Anthropic Leads Multi-Model Enterprise Stacks
Augusto Marietti, CEO of Kong, on the end of tokenmaxxing
Anthropic’s lead in Kong’s traffic means enterprise AI has already moved past benchmark shopping and into default production choice. In practice, teams are not picking one model for every task, they are standardizing on Claude for a large share of real work, especially code, long documents, and internal copilots, then using a gateway to send simpler prompts to cheaper models or open source options when quality is less critical.
-
Kong sits in the control layer where enterprises can see actual model calls, not survey answers. The same interview says most enterprises run five or six LLMs, usually including one open source model, which makes Anthropic’s lead notable because it is winning inside a multi model stack rather than by exclusivity.
-
Anthropic’s product shape fits enterprise workloads unusually well. Claude has been pushed around long context and coding workflows, while Claude Code and MCP support make it easier to plug Claude into internal developer and agent systems.

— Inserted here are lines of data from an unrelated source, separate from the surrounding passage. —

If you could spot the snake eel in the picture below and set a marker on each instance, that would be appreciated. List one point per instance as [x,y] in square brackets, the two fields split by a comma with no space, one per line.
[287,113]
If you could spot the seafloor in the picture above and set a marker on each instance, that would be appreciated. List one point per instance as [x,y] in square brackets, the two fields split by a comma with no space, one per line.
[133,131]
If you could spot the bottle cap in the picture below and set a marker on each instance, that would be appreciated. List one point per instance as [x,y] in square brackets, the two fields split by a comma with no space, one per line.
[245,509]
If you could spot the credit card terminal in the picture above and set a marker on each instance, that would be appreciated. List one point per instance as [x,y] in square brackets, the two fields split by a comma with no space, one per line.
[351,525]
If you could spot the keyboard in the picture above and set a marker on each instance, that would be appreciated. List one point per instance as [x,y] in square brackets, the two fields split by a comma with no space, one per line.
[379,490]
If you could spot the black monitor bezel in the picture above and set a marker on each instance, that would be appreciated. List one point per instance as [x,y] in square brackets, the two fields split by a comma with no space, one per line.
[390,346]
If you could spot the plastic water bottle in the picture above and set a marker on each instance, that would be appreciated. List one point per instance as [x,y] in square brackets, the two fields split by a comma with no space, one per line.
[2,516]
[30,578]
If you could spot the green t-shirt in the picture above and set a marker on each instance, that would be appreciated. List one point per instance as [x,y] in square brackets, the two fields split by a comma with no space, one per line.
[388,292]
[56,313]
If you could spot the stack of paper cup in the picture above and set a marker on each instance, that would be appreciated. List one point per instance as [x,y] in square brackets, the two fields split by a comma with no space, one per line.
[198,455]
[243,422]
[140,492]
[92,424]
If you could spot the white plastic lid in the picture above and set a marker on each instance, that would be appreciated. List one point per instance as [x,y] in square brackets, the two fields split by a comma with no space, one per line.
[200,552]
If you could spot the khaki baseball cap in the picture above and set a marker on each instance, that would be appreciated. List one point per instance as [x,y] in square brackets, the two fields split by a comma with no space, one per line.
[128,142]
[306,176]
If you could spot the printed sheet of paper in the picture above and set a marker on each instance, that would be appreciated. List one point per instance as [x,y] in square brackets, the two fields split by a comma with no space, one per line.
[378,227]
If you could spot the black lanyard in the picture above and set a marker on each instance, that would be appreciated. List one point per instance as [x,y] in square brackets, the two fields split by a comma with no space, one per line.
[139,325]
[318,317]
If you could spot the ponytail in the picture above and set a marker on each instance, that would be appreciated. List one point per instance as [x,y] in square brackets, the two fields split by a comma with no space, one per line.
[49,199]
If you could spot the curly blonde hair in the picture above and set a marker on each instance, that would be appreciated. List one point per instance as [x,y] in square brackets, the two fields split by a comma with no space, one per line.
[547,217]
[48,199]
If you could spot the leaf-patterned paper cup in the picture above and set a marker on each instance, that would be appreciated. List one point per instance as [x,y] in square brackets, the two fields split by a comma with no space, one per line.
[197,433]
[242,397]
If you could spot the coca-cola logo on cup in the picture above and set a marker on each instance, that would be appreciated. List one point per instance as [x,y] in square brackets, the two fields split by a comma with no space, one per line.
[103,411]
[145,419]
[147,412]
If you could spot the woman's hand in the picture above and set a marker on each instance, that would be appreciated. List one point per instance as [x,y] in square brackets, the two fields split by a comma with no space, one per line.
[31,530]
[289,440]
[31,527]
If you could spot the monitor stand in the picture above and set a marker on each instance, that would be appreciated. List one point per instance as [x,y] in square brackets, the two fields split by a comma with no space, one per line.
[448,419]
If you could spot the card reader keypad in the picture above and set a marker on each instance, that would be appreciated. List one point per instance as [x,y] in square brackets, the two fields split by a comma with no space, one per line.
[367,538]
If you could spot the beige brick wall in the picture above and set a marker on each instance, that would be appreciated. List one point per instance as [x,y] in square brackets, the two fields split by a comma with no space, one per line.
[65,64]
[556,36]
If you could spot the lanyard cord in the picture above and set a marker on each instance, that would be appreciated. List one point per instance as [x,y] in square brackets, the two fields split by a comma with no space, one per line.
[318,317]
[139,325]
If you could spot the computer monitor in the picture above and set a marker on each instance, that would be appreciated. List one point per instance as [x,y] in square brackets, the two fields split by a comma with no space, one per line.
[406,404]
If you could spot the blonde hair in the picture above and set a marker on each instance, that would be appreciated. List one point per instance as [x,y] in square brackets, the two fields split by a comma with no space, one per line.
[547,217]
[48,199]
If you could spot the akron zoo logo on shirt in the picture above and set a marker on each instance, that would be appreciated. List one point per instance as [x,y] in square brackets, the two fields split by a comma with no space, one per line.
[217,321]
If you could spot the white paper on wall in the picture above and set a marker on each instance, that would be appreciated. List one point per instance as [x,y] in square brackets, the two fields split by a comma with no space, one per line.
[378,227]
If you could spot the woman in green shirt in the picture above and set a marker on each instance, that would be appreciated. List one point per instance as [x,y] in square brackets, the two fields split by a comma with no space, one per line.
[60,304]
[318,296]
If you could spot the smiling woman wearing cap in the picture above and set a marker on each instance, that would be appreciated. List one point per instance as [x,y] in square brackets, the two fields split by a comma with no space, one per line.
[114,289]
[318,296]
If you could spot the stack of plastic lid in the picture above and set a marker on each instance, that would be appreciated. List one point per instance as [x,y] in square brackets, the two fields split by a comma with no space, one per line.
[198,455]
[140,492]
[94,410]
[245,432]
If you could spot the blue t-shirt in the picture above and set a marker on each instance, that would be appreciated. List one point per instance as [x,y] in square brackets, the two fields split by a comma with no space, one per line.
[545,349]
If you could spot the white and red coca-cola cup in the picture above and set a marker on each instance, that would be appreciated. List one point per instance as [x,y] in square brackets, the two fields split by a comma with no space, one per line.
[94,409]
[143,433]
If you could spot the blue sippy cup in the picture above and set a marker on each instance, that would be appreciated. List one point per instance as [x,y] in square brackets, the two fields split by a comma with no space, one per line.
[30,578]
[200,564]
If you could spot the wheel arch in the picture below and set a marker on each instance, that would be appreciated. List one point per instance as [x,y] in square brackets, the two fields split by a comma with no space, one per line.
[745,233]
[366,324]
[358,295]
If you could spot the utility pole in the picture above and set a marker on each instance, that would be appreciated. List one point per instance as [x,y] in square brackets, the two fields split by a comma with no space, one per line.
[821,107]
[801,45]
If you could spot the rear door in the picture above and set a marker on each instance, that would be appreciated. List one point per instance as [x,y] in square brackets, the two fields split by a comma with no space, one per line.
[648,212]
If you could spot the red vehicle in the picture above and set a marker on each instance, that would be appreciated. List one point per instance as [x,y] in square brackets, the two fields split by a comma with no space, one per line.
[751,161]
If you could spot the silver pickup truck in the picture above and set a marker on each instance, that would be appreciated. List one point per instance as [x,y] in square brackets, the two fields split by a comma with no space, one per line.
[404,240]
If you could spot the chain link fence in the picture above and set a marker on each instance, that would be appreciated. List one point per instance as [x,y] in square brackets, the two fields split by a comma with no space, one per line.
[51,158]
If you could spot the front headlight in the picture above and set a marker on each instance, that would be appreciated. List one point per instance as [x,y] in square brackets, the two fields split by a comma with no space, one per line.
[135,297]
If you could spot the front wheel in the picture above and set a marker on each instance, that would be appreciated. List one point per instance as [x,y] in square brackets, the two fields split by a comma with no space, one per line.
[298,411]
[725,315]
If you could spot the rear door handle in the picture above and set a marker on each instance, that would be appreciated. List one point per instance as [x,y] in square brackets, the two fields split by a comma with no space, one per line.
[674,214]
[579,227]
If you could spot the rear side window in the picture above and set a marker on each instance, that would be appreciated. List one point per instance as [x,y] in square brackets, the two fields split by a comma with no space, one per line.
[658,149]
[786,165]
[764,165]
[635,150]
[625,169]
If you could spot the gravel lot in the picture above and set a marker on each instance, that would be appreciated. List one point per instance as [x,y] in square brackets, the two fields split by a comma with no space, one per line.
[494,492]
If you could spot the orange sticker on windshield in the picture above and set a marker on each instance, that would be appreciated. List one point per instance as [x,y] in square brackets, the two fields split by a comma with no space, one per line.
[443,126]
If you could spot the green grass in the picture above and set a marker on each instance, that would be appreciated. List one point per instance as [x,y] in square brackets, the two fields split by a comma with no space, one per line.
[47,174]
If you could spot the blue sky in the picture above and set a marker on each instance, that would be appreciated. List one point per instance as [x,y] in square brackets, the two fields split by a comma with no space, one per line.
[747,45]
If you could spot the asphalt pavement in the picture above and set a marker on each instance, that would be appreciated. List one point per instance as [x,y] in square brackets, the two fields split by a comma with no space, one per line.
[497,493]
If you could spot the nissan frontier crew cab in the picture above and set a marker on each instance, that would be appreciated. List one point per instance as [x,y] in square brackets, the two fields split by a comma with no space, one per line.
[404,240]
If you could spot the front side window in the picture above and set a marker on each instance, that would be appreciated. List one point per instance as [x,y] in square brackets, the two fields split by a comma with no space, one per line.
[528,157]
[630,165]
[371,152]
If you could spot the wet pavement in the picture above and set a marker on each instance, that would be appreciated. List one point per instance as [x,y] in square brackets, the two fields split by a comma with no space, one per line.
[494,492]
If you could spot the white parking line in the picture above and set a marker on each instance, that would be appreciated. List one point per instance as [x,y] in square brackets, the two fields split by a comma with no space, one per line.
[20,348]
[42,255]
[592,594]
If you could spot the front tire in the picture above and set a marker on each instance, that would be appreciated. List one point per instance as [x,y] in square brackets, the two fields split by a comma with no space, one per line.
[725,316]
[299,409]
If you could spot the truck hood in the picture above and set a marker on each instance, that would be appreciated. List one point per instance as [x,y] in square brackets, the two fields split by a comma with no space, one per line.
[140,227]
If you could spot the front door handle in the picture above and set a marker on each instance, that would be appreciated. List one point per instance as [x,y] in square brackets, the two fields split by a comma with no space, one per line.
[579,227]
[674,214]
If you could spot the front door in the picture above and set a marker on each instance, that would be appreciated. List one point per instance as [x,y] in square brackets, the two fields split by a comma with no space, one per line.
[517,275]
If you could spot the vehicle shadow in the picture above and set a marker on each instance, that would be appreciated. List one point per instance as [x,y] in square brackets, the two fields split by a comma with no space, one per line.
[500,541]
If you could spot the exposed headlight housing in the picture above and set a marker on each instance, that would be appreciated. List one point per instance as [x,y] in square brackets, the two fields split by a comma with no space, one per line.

That helps explain why usage share can outrun pure headline model rankings.
-
The economic consequence is more gateway routing, not winner take all lock in. Kong describes enterprises using semantic routing, caching, prompt compression, and throttling so expensive frontier models handle only the hard requests. OpenAI’s own prompt caching docs show why this matters, because repeated context can cut latency and input cost materially.
The next phase is a split market where Anthropic remains the premium default for high value enterprise tasks, while gateways decide when a request is good enough for a cheaper commercial or open source model. That pushes competition away from raw benchmark bragging and toward owning the production workflow, the developer surface, and the control plane around model usage.